In another shell on the RasPi, attach to the process with strace and repeat the procedure. Turns out, Kermit is complaining about the lack of carrier, because it’s stuck in the 80s when that was a thing. After some vigorous swearing and some more searching, I add this to ~/.kermrc:
set line /dev/ttyS0
set speed 57600
set carrier-watch off
set handshake none
set flow-control none
set file type bin
set file name lit
set rec pack 1000
set send pack 1000
set window 5
…and try again. (I assume that the carrier-watch line is the critical one, but the others seem sensible too.) It works, but it’s transferring a 1.7MiB kernel at 57.6k, so it takes about 5 minutes. Once it’s done, the U-Boot output shows the address it’s stored at (0x80100000 or so). bootm 0x80100000 and… it boots! I perform a small dance (not pictured).
On login, ubnt-hal-e getBoardIdE now works. There were fewer errors among the boot messages too. It looks like it’s working, but just loading a kernel into memory isn’t going to help me long-term. Running the upgrade procedure requires me to have the firmware image on the device. It’d take a small age, but I’m prepared to transfer this via the serial link. Only, the ubnt image doesn’t have rx, ry, rz or even kermit. There appears to be no way to get an image to the running Linux install. But wait! It’s working now, right? I should be able to talk to it via Ethernet! I swap the cable over, configure the laptop’s IP to be 192.168.1.2 and lo, a ping response from 192.168.1.1!
I SCP the firmware image to the ER-X. Via ssh, it now accepts the ubnt/ubnt login and the image ends up in /home/ubnt.
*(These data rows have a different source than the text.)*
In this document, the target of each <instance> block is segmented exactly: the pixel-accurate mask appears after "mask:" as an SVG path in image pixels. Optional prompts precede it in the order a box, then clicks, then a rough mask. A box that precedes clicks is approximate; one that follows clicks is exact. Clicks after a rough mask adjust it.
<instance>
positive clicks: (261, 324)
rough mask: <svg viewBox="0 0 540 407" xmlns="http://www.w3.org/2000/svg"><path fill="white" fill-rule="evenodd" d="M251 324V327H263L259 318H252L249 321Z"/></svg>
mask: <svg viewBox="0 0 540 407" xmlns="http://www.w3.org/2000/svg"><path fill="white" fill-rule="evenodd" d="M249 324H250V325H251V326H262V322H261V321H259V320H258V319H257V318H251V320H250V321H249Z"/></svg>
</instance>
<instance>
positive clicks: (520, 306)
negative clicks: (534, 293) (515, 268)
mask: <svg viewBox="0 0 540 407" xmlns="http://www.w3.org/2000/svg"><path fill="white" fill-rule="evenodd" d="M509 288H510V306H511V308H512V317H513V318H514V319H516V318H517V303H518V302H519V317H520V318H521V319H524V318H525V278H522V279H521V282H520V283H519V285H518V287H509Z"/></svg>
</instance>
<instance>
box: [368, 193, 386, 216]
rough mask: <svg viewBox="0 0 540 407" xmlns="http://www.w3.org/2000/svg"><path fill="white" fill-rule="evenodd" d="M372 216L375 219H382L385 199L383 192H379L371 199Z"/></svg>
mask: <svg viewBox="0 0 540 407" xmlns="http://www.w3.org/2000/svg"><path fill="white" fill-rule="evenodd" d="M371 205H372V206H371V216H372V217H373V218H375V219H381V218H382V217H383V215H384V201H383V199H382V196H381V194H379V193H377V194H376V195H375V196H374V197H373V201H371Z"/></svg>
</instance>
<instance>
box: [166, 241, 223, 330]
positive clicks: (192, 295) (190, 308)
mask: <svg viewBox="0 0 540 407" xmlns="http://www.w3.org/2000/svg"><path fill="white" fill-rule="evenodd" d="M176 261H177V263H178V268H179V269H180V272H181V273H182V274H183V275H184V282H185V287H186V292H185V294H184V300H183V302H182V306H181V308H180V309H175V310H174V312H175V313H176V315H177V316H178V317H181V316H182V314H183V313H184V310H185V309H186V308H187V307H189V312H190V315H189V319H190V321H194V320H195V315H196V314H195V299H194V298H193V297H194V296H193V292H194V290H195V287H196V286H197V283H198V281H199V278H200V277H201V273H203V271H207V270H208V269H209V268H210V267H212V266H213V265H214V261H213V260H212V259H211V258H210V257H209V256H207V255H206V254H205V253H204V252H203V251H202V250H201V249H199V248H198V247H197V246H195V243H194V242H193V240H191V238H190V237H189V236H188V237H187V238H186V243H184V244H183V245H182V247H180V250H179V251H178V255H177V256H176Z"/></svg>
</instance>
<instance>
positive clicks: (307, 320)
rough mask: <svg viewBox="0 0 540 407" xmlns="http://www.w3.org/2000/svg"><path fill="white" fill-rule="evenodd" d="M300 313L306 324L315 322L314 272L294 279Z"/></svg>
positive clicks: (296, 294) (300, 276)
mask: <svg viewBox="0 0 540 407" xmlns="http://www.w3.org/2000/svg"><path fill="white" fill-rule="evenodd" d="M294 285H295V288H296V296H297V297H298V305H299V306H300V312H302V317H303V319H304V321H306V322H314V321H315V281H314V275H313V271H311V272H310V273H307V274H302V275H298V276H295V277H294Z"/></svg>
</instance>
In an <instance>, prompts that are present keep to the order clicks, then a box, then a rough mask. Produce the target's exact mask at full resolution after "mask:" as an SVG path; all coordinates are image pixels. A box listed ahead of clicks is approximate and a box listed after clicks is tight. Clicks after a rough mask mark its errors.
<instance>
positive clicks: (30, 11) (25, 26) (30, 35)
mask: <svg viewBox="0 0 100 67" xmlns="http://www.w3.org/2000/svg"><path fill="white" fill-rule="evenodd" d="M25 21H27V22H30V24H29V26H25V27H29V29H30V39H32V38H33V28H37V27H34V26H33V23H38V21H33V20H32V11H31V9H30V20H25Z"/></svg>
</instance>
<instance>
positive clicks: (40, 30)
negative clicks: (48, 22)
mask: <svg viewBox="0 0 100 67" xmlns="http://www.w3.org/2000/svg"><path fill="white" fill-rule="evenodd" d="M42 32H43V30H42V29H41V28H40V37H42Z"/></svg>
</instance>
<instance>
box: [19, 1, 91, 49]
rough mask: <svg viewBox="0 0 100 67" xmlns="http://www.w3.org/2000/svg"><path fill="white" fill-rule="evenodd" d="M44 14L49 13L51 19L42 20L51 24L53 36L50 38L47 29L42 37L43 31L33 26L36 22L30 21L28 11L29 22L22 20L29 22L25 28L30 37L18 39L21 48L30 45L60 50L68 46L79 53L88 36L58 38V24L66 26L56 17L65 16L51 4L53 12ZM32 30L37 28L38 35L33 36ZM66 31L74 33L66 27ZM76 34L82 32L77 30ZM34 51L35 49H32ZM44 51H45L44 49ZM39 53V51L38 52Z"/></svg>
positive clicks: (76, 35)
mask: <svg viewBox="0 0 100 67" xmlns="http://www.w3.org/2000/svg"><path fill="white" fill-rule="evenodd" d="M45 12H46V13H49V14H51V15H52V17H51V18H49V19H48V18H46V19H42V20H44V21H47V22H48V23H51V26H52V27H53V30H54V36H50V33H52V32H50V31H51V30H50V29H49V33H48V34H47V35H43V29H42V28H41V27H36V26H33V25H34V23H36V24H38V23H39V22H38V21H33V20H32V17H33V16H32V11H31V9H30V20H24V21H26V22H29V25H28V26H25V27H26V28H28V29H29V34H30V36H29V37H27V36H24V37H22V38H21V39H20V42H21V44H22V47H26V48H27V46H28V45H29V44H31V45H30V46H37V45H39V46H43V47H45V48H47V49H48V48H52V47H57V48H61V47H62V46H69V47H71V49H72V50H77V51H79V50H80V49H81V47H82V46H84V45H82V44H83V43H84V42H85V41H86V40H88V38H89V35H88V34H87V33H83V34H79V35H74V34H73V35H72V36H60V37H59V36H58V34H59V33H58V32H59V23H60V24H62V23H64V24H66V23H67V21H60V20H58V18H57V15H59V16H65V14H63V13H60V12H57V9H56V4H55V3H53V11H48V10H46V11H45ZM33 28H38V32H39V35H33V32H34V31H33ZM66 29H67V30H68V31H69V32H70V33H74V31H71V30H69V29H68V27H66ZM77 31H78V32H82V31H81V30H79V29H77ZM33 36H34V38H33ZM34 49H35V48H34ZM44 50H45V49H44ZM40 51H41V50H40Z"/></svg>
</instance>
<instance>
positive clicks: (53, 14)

I run add system image /home/ubnt/ER-e50.v184.108.40.20627989.tar. It complains about a lack of space. I delete the previous system image. Still a lack of space. Looking at the output of df, the lack of space is because… there’s a firmware image in /home/ubnt. A repeat round of vigorous swearing ensues, but from the OpenWRT page, I realise that I can just put the image in RAM. mount -o remount,size=240M tmpfs /tmp and mv the image and the disk space error is gone. The upgrade completes successfully (although complains about the name being duplicated with an existing image).
I reboot the router, which comes up perfectly and responds. I use the web interface to restore my backup copy of its config, mount it back on the wall in the cellar with everything connected and go to bed feeling like the kind of hero about whom songs are written.